I found this site today and it looked like I could learn a lot here so I joined up. I live about 15 miles south of Indianapolis. I have 4 nucs ordered and a wonderful hubby who has been busy in the woodshop building hives. This will be my first year. I got bit by the "bee bug" last year after watching the hives a friend of ours brought out to our produce farm. WooWee! Were we ever swimming in cucumbers last year and the pear trees were loaded! We also have a nice sized strawberry patch and will be planting raspberries this year. The bees should like that huh? I am looking forward to my first year as a beekeeper instead of just a beewatcher.


----------



## Beeslave (Feb 6, 2009)

Sounds like your bizzy little acres will be buzzin with happy beez. If you can get it to grow the bees love asparagus pollen and provides income at the time of year nothing else is ready. I've got 1500 lin ft organic hybrid that the bees collect pollen from and lots of it in august.

Good Luck and happy harvesting


----------



## Sundance (Sep 9, 2004)

Welcome Buzzin............... It is amazing how produce
does with bees around...

Glad to have you aboard. Explore......... Lot's of info to
take in and don't hesitate to ask any question at all.

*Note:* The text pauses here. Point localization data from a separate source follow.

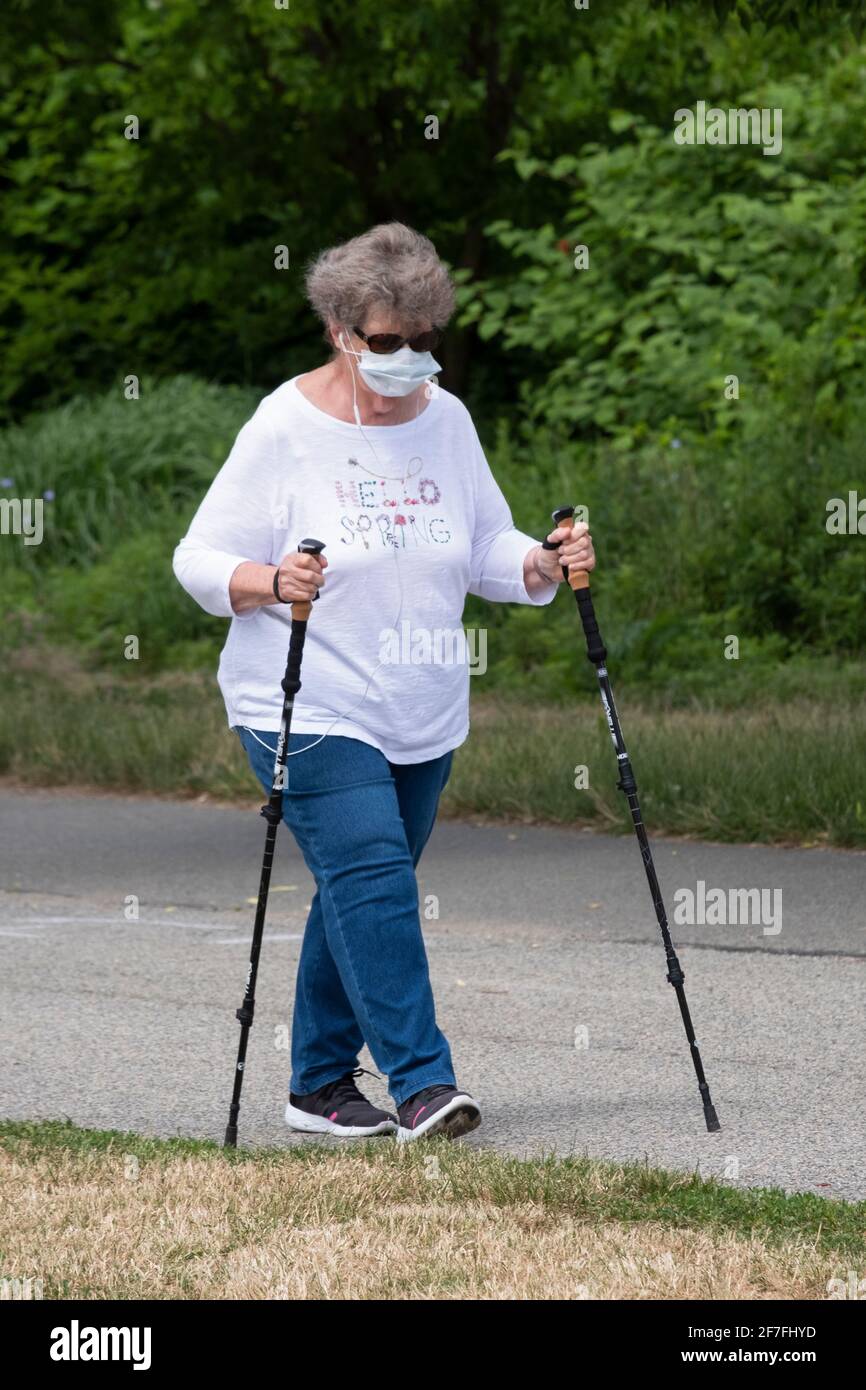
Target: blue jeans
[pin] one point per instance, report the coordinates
(360, 823)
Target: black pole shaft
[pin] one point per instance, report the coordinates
(627, 784)
(273, 813)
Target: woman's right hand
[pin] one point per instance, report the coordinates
(300, 576)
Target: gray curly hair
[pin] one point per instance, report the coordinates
(392, 266)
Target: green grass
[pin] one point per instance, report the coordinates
(591, 1190)
(776, 773)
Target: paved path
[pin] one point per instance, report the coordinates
(544, 938)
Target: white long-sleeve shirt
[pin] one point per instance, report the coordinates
(382, 651)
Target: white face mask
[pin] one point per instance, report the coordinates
(395, 373)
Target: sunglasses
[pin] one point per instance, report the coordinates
(391, 342)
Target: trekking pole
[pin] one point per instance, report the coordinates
(578, 581)
(273, 813)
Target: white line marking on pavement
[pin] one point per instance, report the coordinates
(268, 936)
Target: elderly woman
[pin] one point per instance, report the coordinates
(370, 456)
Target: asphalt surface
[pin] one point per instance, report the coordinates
(546, 966)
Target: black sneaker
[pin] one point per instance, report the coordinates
(438, 1109)
(338, 1108)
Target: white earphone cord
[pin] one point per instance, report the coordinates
(352, 708)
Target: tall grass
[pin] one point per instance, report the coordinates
(776, 773)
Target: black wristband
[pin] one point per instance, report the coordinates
(277, 587)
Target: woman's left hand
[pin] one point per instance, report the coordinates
(574, 549)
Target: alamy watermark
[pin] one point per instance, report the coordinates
(737, 125)
(22, 516)
(705, 906)
(434, 647)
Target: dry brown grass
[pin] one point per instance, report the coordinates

The Coffee Klatch even has answers for non-bee
questions.


----------



## BuzzinBerries (Mar 8, 2009)

Thanks for the advice, Beeslave. We have talked about planting asparagus as an early crop in the past. I didn't know the bees liked it so much. One more reason I can use to convince hubby to plant it next year. Thanks again.


----------



## Fred Bee (May 5, 2007)

Welcome...glad you have seen first hand the benefit of the pollination carried out by honey bees! Now, you have taken steps to be actively involved in helping our planet be a better place. Commendations! Thanks for your interest in beekeeping and welcome aboard. There are lots of great folks here on this site.


----------